Du kannst mir nichts erzählen, du bist Gitarrist in einer Band!

Ich: Das ist ja auch krass, dass du so jung und ganz alleine nach Berlin gezogen bist.

Chelsea: Ja, damals habe ich nichts gegessen und war „a mess“. Dann bin ich auch noch die Treppe runtergefallen und habe mich schwer am Bein verletzt. Es hat vier Monate gedauert, bis ich wieder normal laufen konnte und war auch krank geschrieben. Also durfte ich nicht in die Schule wegen Versicherung und so weiter. Für mich war klar, ich kann jetzt hier nicht weiter machen. Ich war halb erleichtert und konnte nicht genau erklären warum.
Als ich abgebrochen habe, hatte ziemlich viel Zeit über mein Leben nachzudenken und wusste nicht so richtig wohin mit mir. Ich habe mit meiner Mutter darüber geredet und sie wollte, dass ich die Ausbildung erst mal weiter mache und nebenbei Schauspielworkshops als Ausgleich zur Schule. So habe ich meinen ersten Workshop bei der Schauspielfabrik in Berlin gemacht.
Das war so eine Woche bevor die Maskenbildnerschule wieder angefangen hätte. Ich wusste dann endgültig, dass ich da nicht wieder hin kann. Denn dieser Workshop hatte mir so viel Spaß gemacht und ich wusste, dass ich nichts anderes mehr machen will. Mein Papa so: „Oh Gott, jetzt will sie Schauspielerin werden. Das ist so unsicher, Chelsea!“ Ich so: „Ich weiß, aber du kannst mir nichts erzählen, du bist Gitarrist in ´ner Band!“
Ich hab dann sofort der Schauspielfabrik geschrieben, ob es zu spät ist, um sich für den Jahreskurs anzumelden. Und die meinten, es wäre überhaupt nicht zu spät, ich solle vorbei kommen. Eine Woche drauf war ich bei der Schauspielfabrik. Am Anfang war es verdammt schwierig, weil ich die Schlechteste im Kurs war. Der Rest der Leute wusste schon, dass sie danach vorsprechen gehen wollen.

Dann hat es Klick gemacht

Ich: Aber du hattest da noch gar nicht ans Vorsprechen gedacht?

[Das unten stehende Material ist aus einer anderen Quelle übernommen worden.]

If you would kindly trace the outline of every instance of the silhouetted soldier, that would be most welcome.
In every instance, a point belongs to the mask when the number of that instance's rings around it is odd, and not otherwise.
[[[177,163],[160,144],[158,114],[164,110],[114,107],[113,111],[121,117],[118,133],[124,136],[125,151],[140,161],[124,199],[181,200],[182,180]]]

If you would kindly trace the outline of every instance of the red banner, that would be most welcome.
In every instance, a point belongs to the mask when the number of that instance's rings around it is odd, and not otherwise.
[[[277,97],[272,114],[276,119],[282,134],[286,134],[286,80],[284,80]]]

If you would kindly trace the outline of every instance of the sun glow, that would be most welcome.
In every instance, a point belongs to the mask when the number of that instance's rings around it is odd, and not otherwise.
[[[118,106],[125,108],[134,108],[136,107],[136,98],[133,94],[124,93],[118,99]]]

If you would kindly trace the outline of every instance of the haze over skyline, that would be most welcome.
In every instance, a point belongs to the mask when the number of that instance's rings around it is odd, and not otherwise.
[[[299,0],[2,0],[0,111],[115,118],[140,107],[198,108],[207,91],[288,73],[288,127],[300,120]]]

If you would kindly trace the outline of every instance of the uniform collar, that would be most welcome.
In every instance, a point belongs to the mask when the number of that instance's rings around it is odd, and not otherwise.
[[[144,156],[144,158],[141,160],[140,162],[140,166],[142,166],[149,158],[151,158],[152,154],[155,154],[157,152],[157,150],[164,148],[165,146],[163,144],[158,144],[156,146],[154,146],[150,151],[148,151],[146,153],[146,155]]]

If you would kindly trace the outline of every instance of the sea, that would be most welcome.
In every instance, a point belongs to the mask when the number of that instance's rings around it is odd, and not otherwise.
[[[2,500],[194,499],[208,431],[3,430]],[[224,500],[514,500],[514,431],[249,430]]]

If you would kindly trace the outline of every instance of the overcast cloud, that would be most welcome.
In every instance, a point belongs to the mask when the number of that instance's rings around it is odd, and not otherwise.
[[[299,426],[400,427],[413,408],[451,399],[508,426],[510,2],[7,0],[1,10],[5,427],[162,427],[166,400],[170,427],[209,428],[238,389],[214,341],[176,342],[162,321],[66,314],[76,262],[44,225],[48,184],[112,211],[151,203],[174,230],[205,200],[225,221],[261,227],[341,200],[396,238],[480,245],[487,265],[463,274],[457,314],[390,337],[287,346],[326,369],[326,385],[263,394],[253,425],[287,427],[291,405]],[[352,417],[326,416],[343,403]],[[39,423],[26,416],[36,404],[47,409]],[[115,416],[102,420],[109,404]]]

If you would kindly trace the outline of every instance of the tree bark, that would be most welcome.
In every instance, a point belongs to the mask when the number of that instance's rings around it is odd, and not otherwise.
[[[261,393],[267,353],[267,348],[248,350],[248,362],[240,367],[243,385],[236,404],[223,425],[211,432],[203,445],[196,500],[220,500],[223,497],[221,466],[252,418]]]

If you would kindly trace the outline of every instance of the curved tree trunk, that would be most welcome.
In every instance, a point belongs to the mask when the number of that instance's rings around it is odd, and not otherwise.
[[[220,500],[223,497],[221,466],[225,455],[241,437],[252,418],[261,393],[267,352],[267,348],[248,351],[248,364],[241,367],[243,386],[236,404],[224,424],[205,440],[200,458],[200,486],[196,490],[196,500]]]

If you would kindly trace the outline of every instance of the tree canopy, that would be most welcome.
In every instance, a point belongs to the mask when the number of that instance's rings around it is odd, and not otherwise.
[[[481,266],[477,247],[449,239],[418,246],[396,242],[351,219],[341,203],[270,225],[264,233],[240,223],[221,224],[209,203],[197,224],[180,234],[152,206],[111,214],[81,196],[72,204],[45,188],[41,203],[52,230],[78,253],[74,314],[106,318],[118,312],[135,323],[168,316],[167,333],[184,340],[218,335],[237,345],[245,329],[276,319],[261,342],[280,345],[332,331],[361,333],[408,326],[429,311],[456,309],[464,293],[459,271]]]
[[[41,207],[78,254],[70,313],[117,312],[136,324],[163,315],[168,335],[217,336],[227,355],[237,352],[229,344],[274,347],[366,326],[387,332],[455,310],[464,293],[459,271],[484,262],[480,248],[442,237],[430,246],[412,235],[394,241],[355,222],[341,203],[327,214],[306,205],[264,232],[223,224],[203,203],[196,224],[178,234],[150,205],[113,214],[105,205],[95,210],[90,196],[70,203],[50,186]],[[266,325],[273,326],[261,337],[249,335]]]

Chelsea: Genau, ich wusste noch gar nicht, wie das alles geht.

Ich: Man muss sich ja auch erstmal richtig informieren und den Durchblick bei den ganzen Schulen bekommen. Das dauert ja.

Chelsea: Ich war auch mit Abstand die Jüngste, gerade 17 und die anderen waren so 20 und älter. Es war echt schwer, aber nach und nach wurde es wirklich toll. Im 2. Trimester hat es dann Klick gemacht. Ich wollte nicht mehr die Schlechteste sein und dachte mir, ich arbeite mich jetzt hoch. (lacht) Im Kurs habe ich auch gelernt zu schreien. Ich habe zum ersten Mal jemanden angeschrien. Das war natürlich auf der Bühne, aber vorher hatte ich mich nie getraut laut mit der Stimme zu werden.
Und dann haben wir Frühlings Erwachen gespielt und meine Familie und vor allem mein Bruder, der mir sonst nie Komplimente macht, waren wirklich beeindruckt. Danach habe ich angefangen vorzusprechen, es war grauenvoll. Da war ich dann gerade 18. Mein 1. Vorsprechen war in München – ich war so nervös! Ich war so nervös, das hätte unter gar keinen Umständen klappen können.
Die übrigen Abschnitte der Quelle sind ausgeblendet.